Leyenda de Puebla. Durante el prolongado, destructor, cruento y heroico sitio que sufrió la ciudad de Puebla en 1863, surgió esta leyenda en el populoso barrio El Carmen, que era el límite entre los beligerantes franceses sitiadores y mexicanos sitiados. Estaban los invasores posesionados de la iglesia, de la famosa huerta de los carmelitas y del cementerio.
En la antigua calle Capuchinas tenia establecida una fonda una mujer de insignificante presencia, siendo su clientela regular gente de la tropa mexicana, que le daba de comer por pocos reales, sin faltar la carne que precisamente por la guerra escaseaba.
Lo notable era que la carne no había en ningún lugar donde conseguirla, en ese establecimiento no faltaba, además se comía muy bien, corriéndose la fama a tal grado que los jefes y hasta algunos generales republicanos llegaban hasta ahí, desde los rumbos más opuestos de la ciudad, cuando podían dejar sus parapetos a disfrutar la sabrosa comida.
De esto, resulto una lógica sospecha de la autoridad contra la fondera, sobre la fama y medios de proporcionarse este alimento.
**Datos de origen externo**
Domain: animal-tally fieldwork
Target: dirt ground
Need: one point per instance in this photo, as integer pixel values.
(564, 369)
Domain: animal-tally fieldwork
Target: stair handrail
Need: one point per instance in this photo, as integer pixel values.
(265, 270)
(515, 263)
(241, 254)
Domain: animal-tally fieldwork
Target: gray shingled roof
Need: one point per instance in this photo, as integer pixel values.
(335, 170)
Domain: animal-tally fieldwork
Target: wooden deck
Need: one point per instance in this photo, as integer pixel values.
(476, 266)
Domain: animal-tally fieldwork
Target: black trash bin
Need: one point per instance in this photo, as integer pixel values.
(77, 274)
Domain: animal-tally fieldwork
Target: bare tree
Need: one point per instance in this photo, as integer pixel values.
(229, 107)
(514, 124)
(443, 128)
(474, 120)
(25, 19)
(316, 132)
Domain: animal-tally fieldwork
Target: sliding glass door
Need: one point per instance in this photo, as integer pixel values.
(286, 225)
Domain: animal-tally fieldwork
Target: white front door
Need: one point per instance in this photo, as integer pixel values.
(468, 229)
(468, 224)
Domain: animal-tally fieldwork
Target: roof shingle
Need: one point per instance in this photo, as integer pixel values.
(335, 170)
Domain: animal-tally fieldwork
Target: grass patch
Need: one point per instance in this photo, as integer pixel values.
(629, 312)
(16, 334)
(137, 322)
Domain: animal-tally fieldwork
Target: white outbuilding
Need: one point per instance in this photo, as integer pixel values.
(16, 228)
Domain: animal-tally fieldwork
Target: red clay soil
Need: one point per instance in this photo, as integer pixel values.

Se le mando a vigilar, lo que ocurrió durante muchos días, pero no se les descubría nada anormal.
La tropa seguía comiendo carne hasta que un día, cuando ya se estaba abandonando la vigilancia, se notó que por las hendiduras de la puerta se veía tenue luz, como si se estuviera encendida una bujía. Era el final de la noche madrugada del nuevo día.
En ese entonces la parte alta de las puertas de las casas a manera de ventanilla, tenía grandes ojos, por lo que se veía afuera para adentro o viceversa. Los guardias vieron después más intensa la luz, como producida por un quinqué, oyeron chirriar la puerta y a continuación salió la fondera con su ayudante, una mujer de físico grande, fuerte morena tipo de la sierra poblana, las siguieron y grande fue su sorpresa de los vigilantes.
Las dos mujeres se dedicaron a asaltar a los franceses, ya asesinados llevaban los cadáveres a esconder entre las tumbas del cementerio, lo descuartizaban y destazaban escogiendo las mejores partes, enterrando lo demás, en el panteón El Carmen, regresaron las dos, una con un saco enorme y pesado bulto lleno de carne.
La autoridad militar republicana les formó consejo de guerra, sumaria. El fiscal pidió la pena de muerte para ellas y "el defensor logró su libertad porque habían matado a enemigos, las dejaron libres".